À 34 ans, cette étoile montante de la politique issue du Parti socialiste, avant de devenir dès 2016 un des premiers fidèles d’Emmanuel Macron, devient le plus jeune premier ministre de la Ve République. Un titre détenu jusque-là par Laurent Fabius nommé à 37 ans par François Mitterrand en 1984.

Malgré sa faible expérience parlementaire et qu’il n’ait dirigé aucun ministère régalien, il était devenu depuis peu le ministre le plus populaire du gouvernement. Nommé à l’Éducation il y a six mois à peine, Gabriel Attal s’était fait remarquer en interdisant, à l’approbation générale, le port à l’école de l’abaya, une tenue traditionnelle musulmane. En faveur d’une restauration de l’autorité des enseignants, il avait évoqué le retour de l’uniforme et souhaité contrer le harcèlement scolaire grâce à des « cours d’empathie ».
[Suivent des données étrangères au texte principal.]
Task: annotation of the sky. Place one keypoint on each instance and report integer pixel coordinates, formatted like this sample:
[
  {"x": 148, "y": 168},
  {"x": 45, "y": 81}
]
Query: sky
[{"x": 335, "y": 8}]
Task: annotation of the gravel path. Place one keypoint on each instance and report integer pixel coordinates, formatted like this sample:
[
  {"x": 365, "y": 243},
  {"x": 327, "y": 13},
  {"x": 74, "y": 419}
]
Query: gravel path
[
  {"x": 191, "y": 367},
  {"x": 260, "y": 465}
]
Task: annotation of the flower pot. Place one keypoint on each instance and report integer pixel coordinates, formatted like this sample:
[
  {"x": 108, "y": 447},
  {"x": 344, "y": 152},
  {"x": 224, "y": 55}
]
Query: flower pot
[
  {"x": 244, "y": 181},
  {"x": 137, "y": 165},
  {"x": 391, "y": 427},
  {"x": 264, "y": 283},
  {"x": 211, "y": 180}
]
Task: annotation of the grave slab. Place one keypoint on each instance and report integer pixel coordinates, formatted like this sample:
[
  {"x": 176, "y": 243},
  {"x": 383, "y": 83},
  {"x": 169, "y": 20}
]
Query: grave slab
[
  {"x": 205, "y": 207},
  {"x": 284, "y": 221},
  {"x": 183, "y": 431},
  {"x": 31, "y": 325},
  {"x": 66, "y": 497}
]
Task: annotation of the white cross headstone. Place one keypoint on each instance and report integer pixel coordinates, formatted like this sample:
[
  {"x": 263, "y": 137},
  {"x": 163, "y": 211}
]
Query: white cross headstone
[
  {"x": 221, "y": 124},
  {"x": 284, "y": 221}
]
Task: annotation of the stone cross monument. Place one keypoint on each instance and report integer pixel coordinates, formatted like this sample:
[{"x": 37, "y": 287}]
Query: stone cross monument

Dans un froid jugé polaire par les Parisiens (– 2°), le nouveau premier ministre s’est adressé en tremblotant des mains à « ces Français [de la classe moyenne] qui parfois ne s’y retrouvent plus ». Il a dit voir dans la nomination du premier ministre le plus jeune de la Ve République le « symbole de l’audace et du mouvement ». L’ancien ministre de l’Éducation dit aussi emmener avec lui « l’école comme mère de mes batailles. […] Dire la vérité. Agir sans attendre, voilà ce que sera mon action en tant que premier ministre. »
Un politique

Contrairement à l’ancienne préfète Élisabeth Borne dont le profil a toujours été celui d’une technocrate, Attal a une personnalité beaucoup plus politique. Véritable surdoué de la communication, il a effectué un parcours sans faute depuis ses études à la chic École alsacienne de Paris, son passage à Science Po et ses années de militantisme au Parti socialiste. Il fait ses premiers pas en politique dans le cabinet de la ministre socialiste de la Santé Marisol Touraine avant de devenir porte-parole du gouvernement lors du premier mandat d’Emmanuel Macron, puis ministre délégué chargé des Comptes publics.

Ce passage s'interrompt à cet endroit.